La mobilitazione si svolgerà nella fascia oraria compresa tra le 11.00 e le 15.00 per il personale turnista, mentre per il personale amministrativo, in formazione e delle manutenzioni lo sciopero sarà articolato in quattro ore a fine turno.
Alla base della protesta, secondo le organizzazioni sindacali promotrici, vi sarebbero numerose criticità legate alla gestione aziendale e ai rapporti con la dirigenza, definita “lontana dalle esigenze dei lavoratori”.
Tra le principali contestazioni viene segnalato il ritardo nel riaccredito delle somme destinate al welfare aziendale, avvenuto — secondo quanto denunciato — con oltre cento giorni di ritardo e senza adeguate spiegazioni, circostanza che avrebbe assunto particolare rilievo anche per la coincidenza temporale con la giornata di sciopero.
I sindacati evidenziano inoltre problematiche organizzative interne, tra cui la mancata definizione di un manuale operativo per il personale dell’infrastruttura, nonostante l’emanazione di disposizioni aziendali, situazione che — sostengono — genererebbe incertezza applicativa tra i lavoratori.
Ulteriori criticità riguarderebbero la gestione della sicurezza e della controlleria su treni e autobus, con la richiesta di un rafforzamento dei controlli sui titoli di viaggio e di maggiori tutele per il personale esposto al rischio rapine durante la gestione degli incassi.
Nel comunicato viene inoltre segnalata la mancata completa attuazione degli accordi sindacali relativi ai ritardi ferroviari, così come la carenza di personale nel settore della comunicazione verso l’utenza, ritenuto insufficiente rispetto alle esigenze del servizio.

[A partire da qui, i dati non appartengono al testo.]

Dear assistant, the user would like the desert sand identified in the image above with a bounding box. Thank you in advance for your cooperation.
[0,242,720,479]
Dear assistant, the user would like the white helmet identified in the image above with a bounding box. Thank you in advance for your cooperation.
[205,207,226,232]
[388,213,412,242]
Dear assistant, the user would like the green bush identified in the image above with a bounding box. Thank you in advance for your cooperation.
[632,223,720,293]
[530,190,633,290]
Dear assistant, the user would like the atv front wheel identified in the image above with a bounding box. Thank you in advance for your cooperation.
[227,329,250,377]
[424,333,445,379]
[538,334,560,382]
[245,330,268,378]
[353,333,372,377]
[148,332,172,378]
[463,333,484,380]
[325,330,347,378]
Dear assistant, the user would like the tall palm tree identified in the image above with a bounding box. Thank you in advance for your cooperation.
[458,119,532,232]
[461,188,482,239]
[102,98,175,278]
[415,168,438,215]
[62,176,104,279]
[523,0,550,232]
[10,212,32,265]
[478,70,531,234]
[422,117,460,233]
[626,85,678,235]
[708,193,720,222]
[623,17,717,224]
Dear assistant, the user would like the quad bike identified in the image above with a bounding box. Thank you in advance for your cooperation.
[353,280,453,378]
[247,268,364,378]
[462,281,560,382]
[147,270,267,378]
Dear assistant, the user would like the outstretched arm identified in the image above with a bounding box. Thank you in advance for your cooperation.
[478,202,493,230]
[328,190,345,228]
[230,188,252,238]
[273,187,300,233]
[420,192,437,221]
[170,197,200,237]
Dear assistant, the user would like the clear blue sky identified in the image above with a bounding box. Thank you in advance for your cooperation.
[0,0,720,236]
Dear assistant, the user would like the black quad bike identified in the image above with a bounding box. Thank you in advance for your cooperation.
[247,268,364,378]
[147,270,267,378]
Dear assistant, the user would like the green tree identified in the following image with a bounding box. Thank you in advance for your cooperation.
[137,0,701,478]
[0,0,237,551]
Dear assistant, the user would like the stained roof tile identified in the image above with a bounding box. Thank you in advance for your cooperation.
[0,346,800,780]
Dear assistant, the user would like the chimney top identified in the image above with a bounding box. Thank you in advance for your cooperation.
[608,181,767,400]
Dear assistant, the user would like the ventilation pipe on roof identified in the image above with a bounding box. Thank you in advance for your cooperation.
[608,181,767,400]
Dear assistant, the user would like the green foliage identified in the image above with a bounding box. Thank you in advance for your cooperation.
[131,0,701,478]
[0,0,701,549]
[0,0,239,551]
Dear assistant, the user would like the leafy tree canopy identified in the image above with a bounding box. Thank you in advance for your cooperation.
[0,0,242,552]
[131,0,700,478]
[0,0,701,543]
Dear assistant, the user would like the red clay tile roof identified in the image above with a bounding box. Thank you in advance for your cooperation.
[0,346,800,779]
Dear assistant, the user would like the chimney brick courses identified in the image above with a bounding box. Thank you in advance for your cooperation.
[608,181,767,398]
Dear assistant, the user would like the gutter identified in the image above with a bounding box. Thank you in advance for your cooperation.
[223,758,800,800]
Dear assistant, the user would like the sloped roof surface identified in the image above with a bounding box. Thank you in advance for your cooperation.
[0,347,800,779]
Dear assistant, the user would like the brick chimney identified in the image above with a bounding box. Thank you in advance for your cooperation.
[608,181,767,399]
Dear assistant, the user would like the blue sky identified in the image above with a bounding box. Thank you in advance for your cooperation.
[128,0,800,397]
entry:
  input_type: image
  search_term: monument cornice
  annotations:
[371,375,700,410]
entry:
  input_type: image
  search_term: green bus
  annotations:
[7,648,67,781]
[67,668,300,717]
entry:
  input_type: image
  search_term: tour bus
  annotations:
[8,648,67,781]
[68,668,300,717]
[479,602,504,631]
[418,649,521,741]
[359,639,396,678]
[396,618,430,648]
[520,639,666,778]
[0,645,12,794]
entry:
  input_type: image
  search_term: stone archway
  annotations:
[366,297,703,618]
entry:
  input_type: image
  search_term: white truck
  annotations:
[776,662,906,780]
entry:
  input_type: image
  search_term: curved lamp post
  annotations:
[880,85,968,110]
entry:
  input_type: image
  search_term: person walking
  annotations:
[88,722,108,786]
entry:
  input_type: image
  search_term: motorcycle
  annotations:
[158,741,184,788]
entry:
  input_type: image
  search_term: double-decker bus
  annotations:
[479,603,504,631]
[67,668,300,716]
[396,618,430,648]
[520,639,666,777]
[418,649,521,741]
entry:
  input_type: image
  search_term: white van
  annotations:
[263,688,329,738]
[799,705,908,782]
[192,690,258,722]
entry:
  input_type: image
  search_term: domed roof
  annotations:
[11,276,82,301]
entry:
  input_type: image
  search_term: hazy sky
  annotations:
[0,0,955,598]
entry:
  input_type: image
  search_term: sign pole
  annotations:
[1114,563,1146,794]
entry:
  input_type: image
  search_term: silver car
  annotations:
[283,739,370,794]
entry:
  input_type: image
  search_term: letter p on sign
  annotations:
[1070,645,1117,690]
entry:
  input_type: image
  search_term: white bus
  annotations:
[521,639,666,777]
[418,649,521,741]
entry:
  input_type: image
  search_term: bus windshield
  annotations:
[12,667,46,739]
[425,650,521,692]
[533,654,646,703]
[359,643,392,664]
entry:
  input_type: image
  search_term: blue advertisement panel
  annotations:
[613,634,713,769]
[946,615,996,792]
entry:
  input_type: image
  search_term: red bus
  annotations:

Al centro delle denunce anche la gestione operativa del trasporto su gomma, con particolare riferimento alla partenza di autobus in condizioni non sempre ottimali, tra mezzi sporchi o con segnalazioni di guasto, e al mancato rispetto di accordi sulle ferie estive per il personale delle isole di Ischia e Procida.
I promotori dello sciopero parlano di una dirigenza “autoritativa e autoreferenziale” e lanciano un appello alla politica regionale affinché intervenga: “Venite ad ascoltare le ragioni dei dipendenti”, è l’invito rivolto alle istituzioni.
Durante la fascia di sciopero potranno verificarsi disagi al servizio ferroviario e automobilistico su scala regionale.